Three reasons for the tension between EU and Turkey


Originally published in the Greek newspaper “Paraskinio” issue 570, p. 52 on Mar. 18, 2017

The tension between Turkey and the EU has recently escalated, especially after some European countries, especially the Netherlands, Germany and France, have banned Turkish ruling party representatives to make speeches on their territory to support the April 16th referendum. These actions, alongside the massive propaganda of European media against Erdoğan, have been counterproductive to the Turkish people, both inside and outside the country. According to the measurements before and after the Turkish crisis with the EU countries, the ruling party’s percentages increased by 10%. The question is whether the confrontation is real or something is being designed behind closed doors.

The interpretation that has been published indicates that it is natural for Europe to be negatively placed on the acquisition of Erdoğan’s supreme powers, especially after the Russian-Turkish approach, which is reflected in the Syrian crisis and is expected to influence the Ukrainian crisis as well, given Turkey’s influence on Crimean Tartars. However, EU countries are not naive to use such methods to prevent Turkish officials from influencing the exceeding six million Turkish voters living in them.

Another interpretation is the attempt by European governments to show that they are reacting to the Islamic danger represented by Erdoğan in order to attract their right wing voters in view of the upcoming elections and the threat of the rise of the far-right parties of their countries. However, the reality is that European governments are not pursuing hostility with Turkey, in particular because of the important role it plays in limiting the flow of refugees to EU countries. Turkey also holds the keys of several Eastern European countries that are needed for NATO to face military expansion of Russia to the north-east, without overlooking the EU-Turkey economic relations and the importance of the Insirlik base for NATO countries.

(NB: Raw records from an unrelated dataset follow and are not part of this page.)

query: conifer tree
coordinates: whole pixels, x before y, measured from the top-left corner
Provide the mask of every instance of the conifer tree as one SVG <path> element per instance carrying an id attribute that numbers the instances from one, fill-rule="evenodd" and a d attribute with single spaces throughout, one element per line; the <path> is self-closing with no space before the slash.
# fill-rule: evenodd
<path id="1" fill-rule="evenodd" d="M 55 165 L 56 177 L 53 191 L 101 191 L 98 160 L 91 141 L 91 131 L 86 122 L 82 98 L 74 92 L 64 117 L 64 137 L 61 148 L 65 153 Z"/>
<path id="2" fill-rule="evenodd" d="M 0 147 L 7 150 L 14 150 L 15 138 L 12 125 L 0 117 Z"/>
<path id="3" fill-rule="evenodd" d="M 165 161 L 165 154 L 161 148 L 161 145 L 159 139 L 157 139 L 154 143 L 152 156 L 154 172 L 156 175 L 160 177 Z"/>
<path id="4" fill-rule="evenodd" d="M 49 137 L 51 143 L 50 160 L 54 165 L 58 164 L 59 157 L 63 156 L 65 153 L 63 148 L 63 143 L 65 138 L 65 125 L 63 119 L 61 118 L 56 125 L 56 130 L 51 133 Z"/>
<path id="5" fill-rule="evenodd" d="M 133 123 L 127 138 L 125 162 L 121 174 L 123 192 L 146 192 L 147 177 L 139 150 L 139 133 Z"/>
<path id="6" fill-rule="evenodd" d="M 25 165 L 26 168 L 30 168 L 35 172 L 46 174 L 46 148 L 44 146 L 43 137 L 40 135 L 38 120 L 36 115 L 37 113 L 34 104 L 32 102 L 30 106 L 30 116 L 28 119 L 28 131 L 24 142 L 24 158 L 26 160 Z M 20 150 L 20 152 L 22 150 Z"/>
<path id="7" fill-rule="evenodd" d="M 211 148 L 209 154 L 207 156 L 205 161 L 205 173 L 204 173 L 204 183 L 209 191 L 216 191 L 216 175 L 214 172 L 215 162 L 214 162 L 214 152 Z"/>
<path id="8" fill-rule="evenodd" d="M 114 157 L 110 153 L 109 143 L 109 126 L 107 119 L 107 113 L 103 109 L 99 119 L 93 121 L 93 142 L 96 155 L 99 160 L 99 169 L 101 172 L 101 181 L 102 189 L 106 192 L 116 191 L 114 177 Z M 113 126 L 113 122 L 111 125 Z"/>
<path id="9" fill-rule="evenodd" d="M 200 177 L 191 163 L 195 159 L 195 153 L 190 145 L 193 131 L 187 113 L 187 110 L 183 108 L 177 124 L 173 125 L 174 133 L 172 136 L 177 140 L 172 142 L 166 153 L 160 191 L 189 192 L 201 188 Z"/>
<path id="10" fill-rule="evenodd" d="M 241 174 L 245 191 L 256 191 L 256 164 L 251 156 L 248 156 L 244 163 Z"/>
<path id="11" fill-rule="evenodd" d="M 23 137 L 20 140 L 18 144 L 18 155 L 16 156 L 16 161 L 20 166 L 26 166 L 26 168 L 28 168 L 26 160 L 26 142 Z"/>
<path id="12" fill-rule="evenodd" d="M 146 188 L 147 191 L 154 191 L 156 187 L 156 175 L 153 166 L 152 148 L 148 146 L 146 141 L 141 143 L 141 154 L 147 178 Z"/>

But there is also the interpretation that what happens between the EU and Turkey is under an agreement. Erdoğan will be seen in the eyes of the Turks as a national hero in order to win the referendum, as 35% of his party was negative in the constitutional amendments, while the EU governments will appear to their citizens strong to resist it regardless of the consequences. In return, Turkey will withdraw its request to lift visa requirements for its citizens to EU countries from the Refugee Flow Control Agreement. Reality is not what it looks like and politics is a game of deception.